With over 30 years of career, what does ‘being innovative’ mean to you today?
The best way to explain it, I think, is something that I was taught when I first got into the industry. I had a mentor (like a lot of us do). We had a casino company together, so we would own and operate casinos in Las Vegas and other parts of the United States. He said: “We’re never too busy to take a phone call. We’re not too busy to listen to an idea. It doesn’t matter who the person is, where they’re coming from, what they look like. They may have a great idea.” Early on, my philosophy was that I was going to be open to listening. I look at shows like this, SiGMA Europe. This is my 9th year coming to SiGMA. I go all over the world, 15 shows a year, and mostly what I’m doing is I open up a schedule and allow anybody who can find me. I don’t go and set the meetings. I let people find me because they want to talk about a new technology, a crypto wallet, a new type of crash game or game mechanic. I want them to find me. I want to listen to them. I want to ask myself “how could this idea get into the industry?” For me, it’s a very simple recipe: if you want to innovate, you have to be willing to listen. That’s been my rule for 32 years in this industry.
Another important word is ‘education.’ You have your own company, SCCG Management, and you do reports and you try to educate. How important is to educate, not only Latin America, but everywhere?

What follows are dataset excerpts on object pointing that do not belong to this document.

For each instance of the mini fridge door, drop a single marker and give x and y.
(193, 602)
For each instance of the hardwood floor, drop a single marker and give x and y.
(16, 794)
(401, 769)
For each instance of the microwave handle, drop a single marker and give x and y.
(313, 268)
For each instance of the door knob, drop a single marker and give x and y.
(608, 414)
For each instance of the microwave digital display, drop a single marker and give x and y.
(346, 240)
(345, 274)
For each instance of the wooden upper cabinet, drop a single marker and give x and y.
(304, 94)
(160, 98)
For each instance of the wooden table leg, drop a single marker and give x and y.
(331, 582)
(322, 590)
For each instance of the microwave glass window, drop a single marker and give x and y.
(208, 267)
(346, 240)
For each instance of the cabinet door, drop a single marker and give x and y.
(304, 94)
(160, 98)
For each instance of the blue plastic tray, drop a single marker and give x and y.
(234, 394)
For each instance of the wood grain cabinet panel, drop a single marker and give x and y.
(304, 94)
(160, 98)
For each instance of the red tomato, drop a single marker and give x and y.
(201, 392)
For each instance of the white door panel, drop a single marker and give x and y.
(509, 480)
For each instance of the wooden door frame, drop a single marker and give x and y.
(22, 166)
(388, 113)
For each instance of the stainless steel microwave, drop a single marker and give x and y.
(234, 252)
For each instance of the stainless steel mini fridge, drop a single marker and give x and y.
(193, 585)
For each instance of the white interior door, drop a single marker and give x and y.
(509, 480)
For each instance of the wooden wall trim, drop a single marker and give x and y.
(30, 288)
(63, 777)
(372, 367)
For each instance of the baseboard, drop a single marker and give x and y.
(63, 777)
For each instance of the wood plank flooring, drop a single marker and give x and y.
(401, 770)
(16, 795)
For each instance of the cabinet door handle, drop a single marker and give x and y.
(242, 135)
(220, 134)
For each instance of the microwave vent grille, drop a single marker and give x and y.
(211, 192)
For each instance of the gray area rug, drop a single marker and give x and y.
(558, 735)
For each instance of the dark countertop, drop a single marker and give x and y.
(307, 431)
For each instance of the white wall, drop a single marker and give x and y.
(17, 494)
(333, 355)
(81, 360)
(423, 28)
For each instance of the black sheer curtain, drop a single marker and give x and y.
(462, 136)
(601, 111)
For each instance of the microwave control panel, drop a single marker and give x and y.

We have a global company now, so we operate in 11 countries. The way I look at it is we have over 50,000 people who follow us on social media in the industry, people who are thought leaders. What comes with that is a responsibility, and the responsibility is to share knowledge. This is a big theme for you. We’ve been discussing. For us, that comes in the form of a weekly newsletter, which is global. We cover topics that aren’t covered by the other publications, much like your thought process. We want to cover, let’s say, an emerging type of daily fantasy sports or some type of a betting exchange, peer-to-peer, new topics, things that are fresh. We want people to be writing who come from different parts of the world and from different age groups and different experiences. Some people come from the industry and some people are the customers we’re trying to reach. Our view is we have to give back. We also do it in the form of more long-form research. We take a difficult topic like e-sports or the mechanics behind sports betting. How do we set lines? How do we move lines? How do we manage risk? And what we do is we have very sophisticated, knowledgeable people write things in a long form with citation in a way that someone who is just looking for a good primer, a good background can read it and feel informed about the topic. So for us, we don’t try to hide the information, we share it. And that’s how people trust us when they need us for some particular reason.

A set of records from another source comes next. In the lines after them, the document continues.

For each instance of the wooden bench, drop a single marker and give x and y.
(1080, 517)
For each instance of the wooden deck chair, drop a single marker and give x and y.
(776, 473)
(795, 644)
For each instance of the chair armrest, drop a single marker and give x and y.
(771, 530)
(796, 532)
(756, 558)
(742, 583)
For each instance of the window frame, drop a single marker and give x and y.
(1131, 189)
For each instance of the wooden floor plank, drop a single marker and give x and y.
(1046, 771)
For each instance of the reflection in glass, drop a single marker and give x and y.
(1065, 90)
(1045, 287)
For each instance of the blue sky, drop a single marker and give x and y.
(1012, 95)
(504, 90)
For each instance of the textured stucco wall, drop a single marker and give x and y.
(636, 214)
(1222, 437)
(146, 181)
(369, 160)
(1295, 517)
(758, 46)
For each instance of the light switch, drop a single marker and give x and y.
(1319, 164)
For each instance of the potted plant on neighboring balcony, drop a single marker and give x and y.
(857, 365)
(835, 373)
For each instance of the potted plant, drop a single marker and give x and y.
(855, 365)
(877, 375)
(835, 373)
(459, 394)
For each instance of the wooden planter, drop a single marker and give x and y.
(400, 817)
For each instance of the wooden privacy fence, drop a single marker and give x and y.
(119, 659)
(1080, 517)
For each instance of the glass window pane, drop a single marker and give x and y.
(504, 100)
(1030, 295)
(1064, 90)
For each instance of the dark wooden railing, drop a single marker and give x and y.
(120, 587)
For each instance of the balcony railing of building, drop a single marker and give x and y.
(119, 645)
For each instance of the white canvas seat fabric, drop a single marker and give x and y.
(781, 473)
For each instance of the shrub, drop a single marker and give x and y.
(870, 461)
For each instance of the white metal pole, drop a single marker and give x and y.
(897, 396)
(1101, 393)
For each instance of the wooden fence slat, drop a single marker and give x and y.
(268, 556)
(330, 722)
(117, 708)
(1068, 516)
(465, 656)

Let’s speak a bit about markets. I was this year again at G2E Las Vegas and consider tribal gaming as a key issue. In which way you think the successful experience of Indian Natives in the U.S. can be shared with original communities in Latin America, in terms of their casino properties and the sovereignty on their lands?
It’s very analogous. We started in tribal gaming 30 years ago. We financed the tribes when they were building their first casinos. They didn’t have the resources, so we would provide resources and knowledge. We would help them get their first casinos and then they would become self-sustaining. That was our role to begin with, and then we developed trust over time. In the United States, you have 450 tribes operating 1,800 casinos, some of them big, some of them small. Every tribe is like a country. That’s the analogy to Latin America, to some of these emerging markets. They made their selves the same questions. How should we legalize gambling? What is the right way to do it? What is the right way to give respect to the different jurisdictions within a country, the local jurisdictions? How do we handle taxation? How do we handle regulation and responsible gaming? I’ve always had a special relationship with tribal gaming because I start from the premise that they need to be respect for the fact that they are a sovereign nation. Similarly, when I approach gambling in emerging markets, I start with a tremendous amount of respect. I may have knowledge from the U.S., having been a casino owner, but I don’t go with some superior knowledge. I go with knowledge that I want to share and then the issue is how does that knowledge translate into the legislation and the culture of that particular state or jurisdiction? The experience with tribes in America is very, very analogous to the emergence of new markets like Latin America, so I believe they can relate and work together in different areas of the business.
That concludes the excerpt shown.